Yep, it finally happened. The 1,057-day streak of gold prices remaining above the all-important 200-day moving average line was broken on Wednesday. That key line was at $1,618.50, and gold closed on the day at $1,577.33. It was the lowest close since July (though not the lowest low), and it tops off more than an 11% dip since the early-November peak.
Two words: Not good.
At least those are the two words a few former gold bugs would use to describe what’s going on right now with the world’s most precious of metals. Even more dire, however, are their predictions of where all this is going.
At the heart of the meltdown — this week’s part of the meltdown anyway — is Europe. The entire continent is still a fiscal mess, but that reality has only started to set in this week. And it’s doing so with a vengeance, forcing traders out of euros and (get this) into U.S. dollars. However, with no real fix for Europe on the horizon, it’s a trend that’s not expected to reverse anytime soon. In fact, with Fitch downgrading five major European banks on Wednesday, the entire euro zone and its debt are likely to become the equivalent to radioactive waste for investors — unwanted.
The $64,000 question is simply whether or not this really is the beginning of a new bear market for gold, or just a lot of the same-old knee-jerk (and short-lived) worry we always hear when things get a little nasty. This reporter suspects it’s the latter.
Yes, the 11% plunge since early November is horrifying.
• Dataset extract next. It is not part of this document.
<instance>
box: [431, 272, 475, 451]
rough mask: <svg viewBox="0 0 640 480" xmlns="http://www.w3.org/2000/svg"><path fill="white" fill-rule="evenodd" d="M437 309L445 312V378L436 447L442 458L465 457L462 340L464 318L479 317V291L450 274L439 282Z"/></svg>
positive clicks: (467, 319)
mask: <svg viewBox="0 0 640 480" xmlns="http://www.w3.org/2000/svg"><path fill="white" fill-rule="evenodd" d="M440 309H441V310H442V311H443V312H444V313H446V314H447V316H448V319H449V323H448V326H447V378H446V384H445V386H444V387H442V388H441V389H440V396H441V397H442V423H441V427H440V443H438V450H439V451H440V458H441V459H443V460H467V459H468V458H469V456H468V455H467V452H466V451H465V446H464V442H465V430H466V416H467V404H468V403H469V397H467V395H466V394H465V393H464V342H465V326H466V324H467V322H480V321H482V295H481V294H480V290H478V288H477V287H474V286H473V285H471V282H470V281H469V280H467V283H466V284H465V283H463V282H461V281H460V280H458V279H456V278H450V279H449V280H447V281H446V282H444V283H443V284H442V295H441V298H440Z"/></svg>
So is the 17% nosedive from September’s peak. Nobody was complaining when gold soared 26% in July and August though, reaching an unheralded overbought condition. Indeed, few even really noticed the magnitude of that move. They should have, though, because it was the massive size of that move that set up an equally massive correction now.
That’s the gentle way of saying what comes around goes around, and my subtle way of segueing into a pro-gold argument.
Gold is sick, but it isn’t dead. In fact, it could continue to slump to $1,530 area, and still not technically break a long-standing support line that extends all the way back to 2009. I’ll even go as far as say gold prices could tumble under that support line (orange) and still be in a broad uptrend. After all, a pendulum swings in both directions, and given how far the pendulum’s bullish swing took gold in August, we owe it at least a little more downside wiggle room than what it’s used so far.
But just how far could gold sink? Mr. Fibonacci says there’s a major 38.2% retracement line at $1,442.30. I don’t disagree. That would be a 24% decline from the peak. That would also roughly be the point everyone becomes fully convinced gold could never possibly go higher again … the perfect bullish/contrarian catalyst.
[For those not familiar with Fibonacci numbers, they're worth a quick study using your favorite search engine. Interestingly, the idea works quite well when it comes to chart analysis.]
I know, I know … I’m ignoring the “fundamentals.” I’ve got news for you: Gold doesn’t trade on fundamentals. It should, but so should stocks, and they sure don’t reflect any logical, rational value right now. Nobody truly knows how all the so-called fundamentals factor into gold prices anyway.
No, gold has been, and is, trading on technicals. That’s why they’re being applied here.
But what if this time really is different? Yeah, we’ve heard that argument, too. We heard it the first two times we saw gold make a 20% correction (or more) since 2006. Some pundits called both of those corrections the beginning of gold bear markets too, but they weren’t. This time around is no more likely to yield different results, even as frightening as things seem.
Sooner than later, the gold dust is going to settle. The fear and red flags and bearish outlooks are going to fade from memory. The forces that were pushing gold higher for the better part of this year are going to kick in again, and this recent dip is going to end up being viewed as a necessary and healthy corrective move, probably to the $1,440 area … or at least until Europe decides to stop its bleeding.
That’s my minority opinion anyway, and I’m sticking to it.
Let the disagreements begin.
James Brumley holds no positions in gold.